OM TE kunnen begrijpen waarom God lijden heeft toegelaten en wat hij eraan gaat doen, moeten wij begrijpen hoe hij ons heeft gemaakt. Hij heeft meer gedaan dan ons alleen maar met een lichaam en een brein te scheppen. Hij heeft ons ook met speciale mentale en emotionele hoedanigheden geschapen.
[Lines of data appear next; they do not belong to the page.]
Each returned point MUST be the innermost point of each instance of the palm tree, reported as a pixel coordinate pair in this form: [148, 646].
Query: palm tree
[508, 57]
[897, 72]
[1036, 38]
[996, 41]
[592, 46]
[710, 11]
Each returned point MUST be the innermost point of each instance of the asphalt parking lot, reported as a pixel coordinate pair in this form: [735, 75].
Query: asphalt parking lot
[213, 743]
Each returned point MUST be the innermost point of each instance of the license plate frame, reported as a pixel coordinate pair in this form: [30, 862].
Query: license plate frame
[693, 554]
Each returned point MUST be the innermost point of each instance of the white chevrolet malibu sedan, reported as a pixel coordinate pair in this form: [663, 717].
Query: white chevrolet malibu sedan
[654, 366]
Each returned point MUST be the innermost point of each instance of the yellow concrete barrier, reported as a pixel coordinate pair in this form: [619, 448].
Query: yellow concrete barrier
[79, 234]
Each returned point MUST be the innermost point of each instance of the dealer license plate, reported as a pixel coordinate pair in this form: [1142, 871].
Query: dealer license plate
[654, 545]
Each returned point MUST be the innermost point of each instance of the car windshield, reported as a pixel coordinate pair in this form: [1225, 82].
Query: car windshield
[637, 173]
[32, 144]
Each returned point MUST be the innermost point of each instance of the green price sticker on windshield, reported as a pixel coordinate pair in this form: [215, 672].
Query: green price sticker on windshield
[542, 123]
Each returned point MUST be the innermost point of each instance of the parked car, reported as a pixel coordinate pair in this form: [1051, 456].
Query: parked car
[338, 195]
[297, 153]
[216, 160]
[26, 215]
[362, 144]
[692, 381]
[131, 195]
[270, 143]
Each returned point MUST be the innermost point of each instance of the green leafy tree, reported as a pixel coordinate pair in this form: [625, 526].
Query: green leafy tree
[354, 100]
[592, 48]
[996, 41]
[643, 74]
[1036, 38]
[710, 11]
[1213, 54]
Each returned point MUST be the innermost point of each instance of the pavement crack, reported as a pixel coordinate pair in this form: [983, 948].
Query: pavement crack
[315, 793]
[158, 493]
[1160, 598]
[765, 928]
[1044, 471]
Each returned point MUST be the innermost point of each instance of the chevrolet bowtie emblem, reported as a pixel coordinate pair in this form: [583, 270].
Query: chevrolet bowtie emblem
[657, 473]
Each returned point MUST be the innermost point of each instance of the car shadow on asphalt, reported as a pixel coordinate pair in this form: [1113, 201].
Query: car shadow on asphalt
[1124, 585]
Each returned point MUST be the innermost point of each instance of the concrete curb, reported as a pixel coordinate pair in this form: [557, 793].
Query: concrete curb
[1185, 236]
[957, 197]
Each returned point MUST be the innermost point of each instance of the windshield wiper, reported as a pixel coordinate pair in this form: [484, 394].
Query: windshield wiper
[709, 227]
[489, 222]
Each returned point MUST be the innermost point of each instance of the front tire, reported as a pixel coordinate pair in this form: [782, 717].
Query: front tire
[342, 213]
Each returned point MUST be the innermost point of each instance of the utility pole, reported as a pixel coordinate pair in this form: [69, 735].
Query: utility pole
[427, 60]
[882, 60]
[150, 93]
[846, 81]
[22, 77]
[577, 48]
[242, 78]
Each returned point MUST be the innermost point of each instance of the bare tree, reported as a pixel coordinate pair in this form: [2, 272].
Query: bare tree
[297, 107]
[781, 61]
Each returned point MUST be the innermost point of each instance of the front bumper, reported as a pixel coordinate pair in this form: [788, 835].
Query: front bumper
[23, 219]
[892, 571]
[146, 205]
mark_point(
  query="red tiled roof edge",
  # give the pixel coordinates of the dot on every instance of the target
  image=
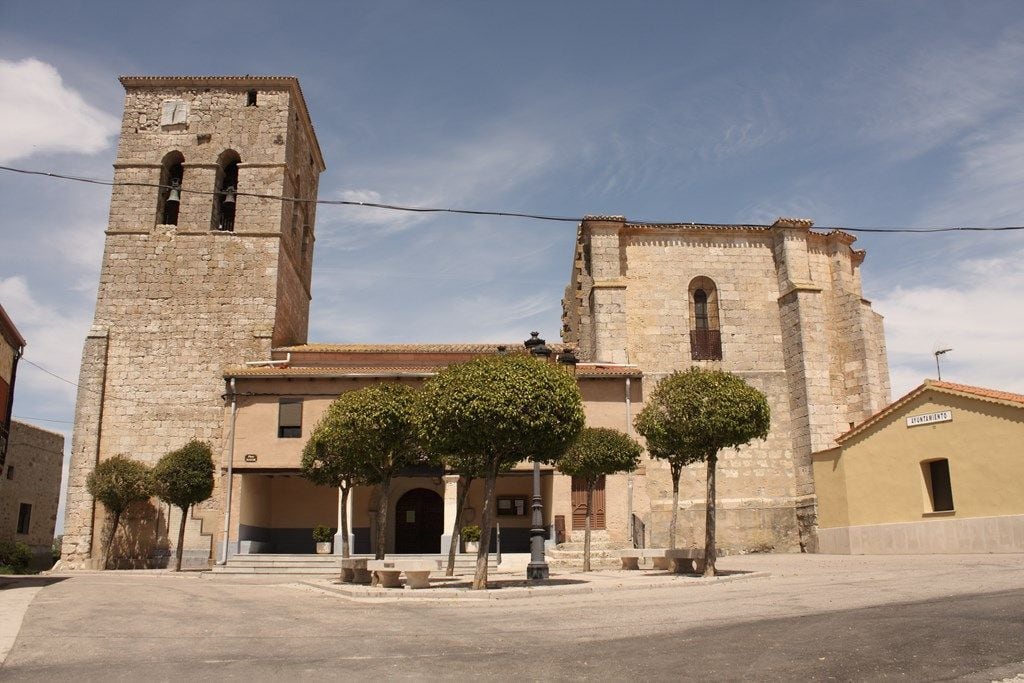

2 Een fundamenteel onderdeel van onze mentale en emotionele aard is de vrije wil. Ja, God plantte in ons het vermogen van vrijheid van keus. Het was werkelijk een schitterend geschenk van hem.
Hoe wij zijn gemaakt
3-5. Waarom waarderen wij de vrije wil?
3 Laten wij eens beschouwen hoe de vrije wil betrokken is bij Gods toelating van lijden. Sta om te beginnen hier eens bij stil: Waardeert u het de vrijheid te bezitten om te kiezen wat u zult zeggen en doen, wat u zult eten en dragen, wat voor werk u zult doen en waar en hoe u zult leven? Of hebt u graag dat iemand u elk moment van uw leven tot in de kleinste details voorschrijft wat u moet zeggen en doen?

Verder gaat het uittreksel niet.